As I wrote about my experience singing in sacrament meeting on Sunday, I was puzzled. I wrote about how much I know spiritually that this move is the right thing for us, and yet how hard it is for me to accept. I wondered as I typed why I couldn’t be more faithful to what I know, and trust more that as we follow Heavenly Father’s plan we will be happy.
I find, as I think about it a little more, that this situation fits in with my “God’s economy” theory. This theory is that Heavenly Father never gives more inspiration/help/guidance than is necessary. Situations that are easy or that we are naturally drawn to typically need less help, guidance, or inspiration. With situations that are difficult or that we might not choose on our own , I think Heavenly Father provides more inspiration to direct us and/or to give us reassurance that we are making the right decision.
------
I used to be perplexed that when I prayed about whether or not to marry Russ, I felt comfortable about my decision. But when we came to look at this house after our other house sold, I knew clearly and specifically that this was the place we were supposed to live. I wondered why I would get only a general peaceful feeling about marrying Russ, but such a specific answer about living in this house. At some point Cindy Lynn suggested that it was because Heavenly Father knew that I was going to NEED to know that we were supposed to be living in here.
It was true. The first year we lived here was so hard for me. Have you ever moved with three 1 year olds? It was not pretty.
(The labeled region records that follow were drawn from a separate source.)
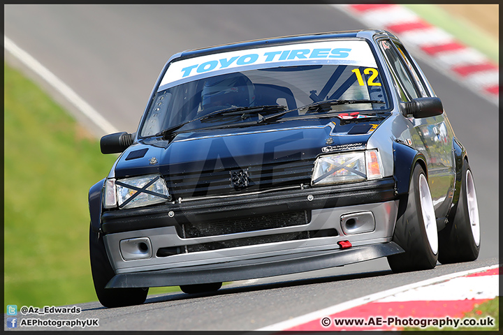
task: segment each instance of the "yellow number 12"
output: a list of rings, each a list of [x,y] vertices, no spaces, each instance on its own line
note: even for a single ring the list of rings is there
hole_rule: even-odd
[[[351,70],[351,72],[354,72],[356,75],[356,79],[358,79],[360,86],[365,86],[365,83],[363,82],[363,78],[362,77],[361,73],[360,73],[360,69],[355,68],[354,70]],[[367,80],[367,84],[368,84],[368,86],[381,86],[380,82],[374,82],[374,80],[377,77],[377,75],[379,74],[377,70],[372,68],[367,68],[363,70],[363,73],[365,73],[365,75],[370,75],[371,72],[372,75],[369,77],[368,80]]]

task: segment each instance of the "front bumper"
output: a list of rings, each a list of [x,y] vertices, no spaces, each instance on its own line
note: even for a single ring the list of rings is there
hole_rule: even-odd
[[[240,281],[338,267],[404,252],[394,242],[344,250],[311,251],[291,255],[277,255],[258,260],[242,260],[198,267],[121,274],[105,288],[154,288]]]
[[[106,212],[102,216],[103,240],[117,274],[107,287],[168,286],[259,278],[403,252],[391,242],[398,208],[394,186],[394,180],[387,178]],[[243,218],[261,220],[285,213],[303,213],[305,221],[273,228],[260,221],[246,221],[246,225],[252,224],[252,229],[217,234],[203,231],[205,225],[205,225],[208,221],[216,225],[226,221],[224,228],[228,229],[235,228],[235,222],[242,224]],[[360,214],[365,218],[367,228],[349,230],[342,218],[358,218]],[[193,223],[199,225],[196,225],[201,231],[196,229],[196,234],[186,236],[188,225]],[[255,224],[261,228],[256,229]],[[340,241],[349,241],[353,246],[342,250],[337,244]],[[143,244],[145,250],[138,249],[141,255],[135,258],[136,249],[131,250],[138,244]],[[170,251],[161,253],[166,250]]]

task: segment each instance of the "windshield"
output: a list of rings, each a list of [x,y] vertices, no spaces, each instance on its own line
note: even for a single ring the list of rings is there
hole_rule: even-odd
[[[351,103],[302,108],[334,100]],[[285,119],[312,117],[321,112],[363,114],[388,108],[376,67],[315,64],[255,68],[194,80],[159,91],[140,136],[153,136],[173,127],[178,129],[182,124],[181,130],[240,126],[280,112],[281,119]]]

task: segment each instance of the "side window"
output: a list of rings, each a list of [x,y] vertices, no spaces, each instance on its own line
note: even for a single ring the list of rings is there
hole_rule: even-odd
[[[409,54],[409,53],[407,52],[407,50],[403,47],[403,46],[400,45],[400,44],[393,43],[395,44],[395,46],[398,50],[400,54],[402,54],[402,57],[403,57],[403,59],[405,61],[405,64],[407,66],[407,68],[409,68],[409,70],[410,70],[410,73],[412,73],[412,76],[414,76],[414,80],[416,81],[416,84],[417,85],[418,88],[419,89],[419,91],[421,92],[421,96],[430,96],[430,94],[428,94],[428,89],[424,84],[424,82],[423,82],[423,80],[421,80],[421,76],[418,73],[416,68],[414,67],[413,64],[413,61],[411,59],[411,57]]]
[[[407,97],[404,97],[402,94],[400,94],[402,99],[404,101],[407,101],[422,96],[421,92],[417,88],[415,80],[409,72],[407,65],[405,65],[400,54],[393,47],[393,43],[389,40],[382,40],[379,41],[379,45],[398,80],[399,85],[407,96]],[[399,93],[401,92],[399,91]]]

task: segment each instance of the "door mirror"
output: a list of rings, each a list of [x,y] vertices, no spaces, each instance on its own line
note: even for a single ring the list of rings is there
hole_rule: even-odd
[[[119,154],[133,144],[133,134],[123,131],[105,135],[100,140],[101,154]]]
[[[437,97],[418,98],[401,105],[405,116],[412,115],[416,119],[436,117],[444,112],[442,100]]]

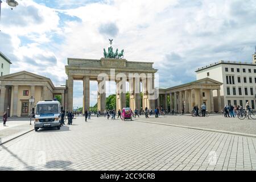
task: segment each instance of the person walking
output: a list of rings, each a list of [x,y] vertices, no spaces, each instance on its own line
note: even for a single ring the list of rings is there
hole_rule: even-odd
[[[7,119],[8,117],[7,117],[7,114],[6,111],[5,111],[5,113],[3,113],[3,126],[6,126],[6,121],[7,121]]]
[[[106,117],[106,110],[105,109],[104,110],[104,117]]]
[[[229,104],[229,115],[231,117],[234,118],[234,106],[231,105],[231,104]]]
[[[88,117],[88,112],[87,111],[87,109],[85,109],[84,111],[84,115],[85,117],[85,122],[87,122],[87,118]]]
[[[118,119],[119,118],[119,117],[120,117],[120,118],[121,118],[121,111],[120,111],[120,109],[118,109],[118,116],[117,117],[117,119]]]
[[[92,111],[90,110],[88,112],[88,119],[90,119],[90,116],[92,115]]]
[[[64,121],[64,117],[65,117],[65,111],[64,110],[62,110],[61,113],[60,114],[60,122],[61,126],[65,125],[65,123]]]
[[[250,117],[249,116],[249,112],[251,110],[251,107],[250,107],[250,104],[249,102],[246,102],[246,105],[245,105],[245,110],[246,111],[246,117],[248,118],[248,119],[250,119]]]
[[[202,109],[202,117],[205,117],[205,111],[206,111],[206,105],[205,104],[203,104],[201,106],[201,109]]]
The house was ugly, the walls were atrocious, and I could never unpack a box. If it wasn’t for Nancy we would have been living out of boxes forever, but she came in and unpacked the whole kitchen so that we could function. But as hard as it was and as much as I didn’t love the house at first, I knew it was the right place.
When Cindy Lynn started seminary and it was so far away, I reminded myself that Heavenly Father already knew this. When Russ’s commute got longer and longer, and I worried about how much time he was spending in the car and how much less time we had with him I reassured myself that Heavenly Father already knew this too. When gas went up to $4/gallon and I was afraid to calculate the cost of seminay and Russ’s commute, once again I trusted that if Heavenly Father had put us in that house, it was going to be ok. And it was. I have been grateful that I was given that witness all those years ago to help me in each of those situations.
Last Thursday the relocation specialist called. We had been waiting for them to give us the price point that determines how much we can list the house for. The price that she told me was lower than we had expected. But then she went on to say that the relocation company recommendation was that we list for $5,000 less than that, and that their prediction was that we would sell for $10,000 less for that.
I was stunned.
If their prediction is right, we will loose $35,000. All along I have comforted myself that at least we bought our house 10 years ago—before the “big boom” years, so we wouldn’t have to sell for a lot less than we paid. In that moment I saw over half of our down payment evaporating into thin air.
I did not handle it well.
I cried, and cried, and cried. For the whole afternoon, to everyone who talked to me.
Then, at some waterlogged point, I had a realization. He knew this too. He knew that in 2012 our house wouldn’t be worth what we paid for it in 2001. I had to think about this for a while—it wasn’t a mental or emotional leap I could make immediately. It took me a couple of days to get to the point that I am starting to feel a little better about it. I don’t know what it means. I don’t know how it’s all going to work out. It’s probably not going to be as comfortable as I had hoped it would be. But—He already knew this.
And I really did need to know that.
[After talking with several realtors we are hopeful that, while we will most certainly sell at a loss, it will not be a $35,000 loss. At least we’re praying not. Really, really hard.]
So do you have to do what they say?
ReplyDeleteI really struggle when I realize that, as you put it, something "will not be as comfortable as I'd hoped". Sometimes I get a little comfort from the mental image of running up a huge hill and how proud I'll feel when I reach the top. But most of the time I cry:).
Where much is required, much is given... I thought of 'God's economy' as I read this: http://winkfromheaven.blogspot.com/2012/02/letters-from-caleb.html My good friend's husband is the brother of this little boy's dad, and my cousin went to HS with his mom. I've read and enjoyed Janene W Baadsgaard before. I just had to share -- if Caleb's only desire for this life was to gain a body and to bless lives, then he has already fulfilled his mission beautifully... with many more lives to be touched by his story, I am sure!